Wenn KI Agenten zum Sicherheitsrisiko werden

Unser Webinar zeigte: KI-Agenten steigern die Effizienz massiv, bergen aber neue Sicherheitsrisiken. Erfahren Sie, wie wir diese Assistenten durch kluge Infrastruktur und Protokolle sicher bändigen.

In unserem Webinar vom 14. April 2026 haben wir gemeinsam mit Rainer Stropek ,  analysiert, wie KI-Agenten in der Softwareentwicklung angekommen sind. Doch während die Effizienz durch «Vibe Coding» massiv steigt, entstehen völlig neue Angriffsvektoren. Unsere Cudos Experten zeigten auf, wie Unternehmen dieses Potenzial nutzen können, ohne die Kontrolle über ihre IT-Sicherheit zu verlieren.

KI-Agenten: Hochproduktive, aber naive Assistenten

KI-Agenten wie Claude Code oder GitHub Copilot übernehmen heute komplexe Aufgaben wie das Schreiben von Code oder das Beheben von Bugs. Wir betrachten sie sie als hochproduktive, aber naive Assistenten: Sie arbeiten extrem schnell, besitzen aber kein «Bauchgefühl» für Architektur oder Security-Fallstricke.
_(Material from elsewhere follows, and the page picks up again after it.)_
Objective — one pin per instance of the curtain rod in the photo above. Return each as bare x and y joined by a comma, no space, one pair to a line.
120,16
Rainer Stropek demonstrierte in beeindruckenden Live-Demos, wie angreifbar diese Systeme ohne menschliches Review sind:

  • Daten-Exfiltration via Prompt
    Trotz definierter Exclusions können Agenten dazu verleitet werden, sensible Dateien wie .env-Files mit Passwörtern oder API-Keys direkt auszulesen. Diese vertraulichen Informationen landen dadurch ungefiltert in den Log-Dateien der KI-Anbieter.
  • Manipulierte Skills
    Scheinbar nützliche «Skills» können bösartige Standardanweisungen in den Kontext des Agenten laden. Unter dem Vorwand technischer Diagnosen sendet der Agent dann sensible Daten an einen externen Server ohne dass dies für den Nutzer sofort ersichtlich ist.
  • GitHub Issues
    Angreifer können über erstellte Tickets bösartige Abhängigkeiten einschleusen. Da der Agent den Text des Issues als vertrauenswürdigen Arbeitsauftrag wertet, fügt er die schädliche Dependency automatisch der package.json hinzu und umgeht kritische Sicherheits-Reviews.

Die Cudos-App-Plattform

Christian Hecht (unser Business Unit Lead und KI Experte) erläuterte, dass wir einen Paradigmenwechsel in der Digitalisierung erleben. Während lange Zeit «Buy statt Make» das Credo war, wird Individualsoftware nun wieder attraktiver, da KI-gestütztes Coding (Vibe Coding) die Entwicklungskosten drastisch senkt.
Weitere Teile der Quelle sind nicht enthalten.